La présente invention concerne un toner polymérisé chargé négativement qui utilise un agent de contrôle de charge qui contient un sulfure phénolique cyclique en tant qu’ingrédient interactif, qui est particulièrement utile pour un toner coloré et également utile pour un toner polymérisé, qui peut accroître la vitesse d’augmentation de charge, qui possède une quantité de charge élevée, qui présente d’excellentes propriétés de charge, une stabilité environnementale particulièrement excellente, et qui ne pose pas de problème de restrictions concernant l’élimination des déchets et possède donc une bonne sécurité, et dont les propriétés de charge sont élevées.
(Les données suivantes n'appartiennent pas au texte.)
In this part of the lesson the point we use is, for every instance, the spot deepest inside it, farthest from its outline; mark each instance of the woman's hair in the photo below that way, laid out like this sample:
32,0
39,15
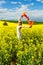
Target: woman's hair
20,23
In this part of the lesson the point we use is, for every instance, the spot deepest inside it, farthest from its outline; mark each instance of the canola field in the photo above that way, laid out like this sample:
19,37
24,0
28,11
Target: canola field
28,51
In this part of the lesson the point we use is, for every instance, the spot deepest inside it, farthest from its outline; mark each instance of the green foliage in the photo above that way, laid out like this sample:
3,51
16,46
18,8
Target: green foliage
29,50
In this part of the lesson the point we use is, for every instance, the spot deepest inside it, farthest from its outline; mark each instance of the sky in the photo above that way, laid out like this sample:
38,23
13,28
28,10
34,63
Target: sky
13,9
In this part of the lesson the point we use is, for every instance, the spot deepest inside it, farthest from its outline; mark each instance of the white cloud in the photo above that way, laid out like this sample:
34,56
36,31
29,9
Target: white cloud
15,2
40,1
16,13
2,2
32,3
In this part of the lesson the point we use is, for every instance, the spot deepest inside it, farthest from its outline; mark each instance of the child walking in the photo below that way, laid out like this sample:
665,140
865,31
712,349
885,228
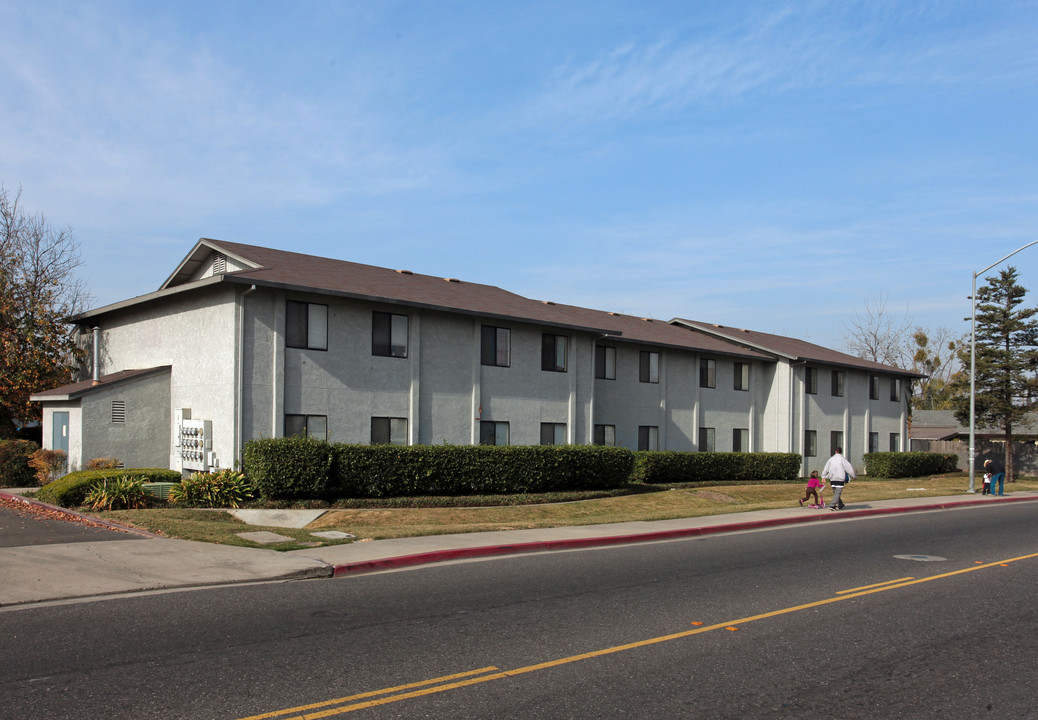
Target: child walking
815,486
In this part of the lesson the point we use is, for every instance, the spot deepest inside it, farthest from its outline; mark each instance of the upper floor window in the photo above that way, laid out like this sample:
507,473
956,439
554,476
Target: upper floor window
648,438
810,443
305,325
649,366
605,362
388,334
838,377
495,347
707,439
741,376
740,440
708,372
553,353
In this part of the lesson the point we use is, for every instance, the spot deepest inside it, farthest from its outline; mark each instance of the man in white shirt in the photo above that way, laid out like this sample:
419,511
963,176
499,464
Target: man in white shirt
838,471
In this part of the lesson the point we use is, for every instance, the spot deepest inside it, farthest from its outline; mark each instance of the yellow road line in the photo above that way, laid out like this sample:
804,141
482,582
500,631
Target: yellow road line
502,674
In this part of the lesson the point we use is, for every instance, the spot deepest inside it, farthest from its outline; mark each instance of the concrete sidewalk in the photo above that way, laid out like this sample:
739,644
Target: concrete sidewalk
37,574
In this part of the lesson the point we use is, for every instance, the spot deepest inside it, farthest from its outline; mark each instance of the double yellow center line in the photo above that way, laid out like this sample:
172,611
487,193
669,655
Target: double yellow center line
340,705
Le toner polymérisé est caractérisé en ce qu’il comprend au moins un sulfure phénolique cyclique représenté par la formule générale (1) (dans laquelle R1 représente un groupe alkyle substitué ou non substitué, linéaire ou ramifié comportant 1 à 20 atomes de carbone, un groupe hydrocarbure aromatique substitué ou non substitué, ou un groupe aromatique polycyclique fusionné substitué ou non substitué ; R2 représente un groupe alkyle substitué ou non substitué, linéaire ou ramifié comportant 1 à 20 atomes de carbone, un groupe hydrocarbure aromatique substitué ou non substitué, un groupe hétérocyclique aromatique substitué ou non substitué, ou un groupe aromatique polycyclique fusionné substitué ou non substitué ; m représente un entier de 4 à 9 ; et n représente un entier valant 0, 1 ou 2).
PCT/JP2010/063295 2009-08-07 2010-08-05 Toner polymérisé comprenant du sulfure phénolique cyclique WO2011016519A1 (fr)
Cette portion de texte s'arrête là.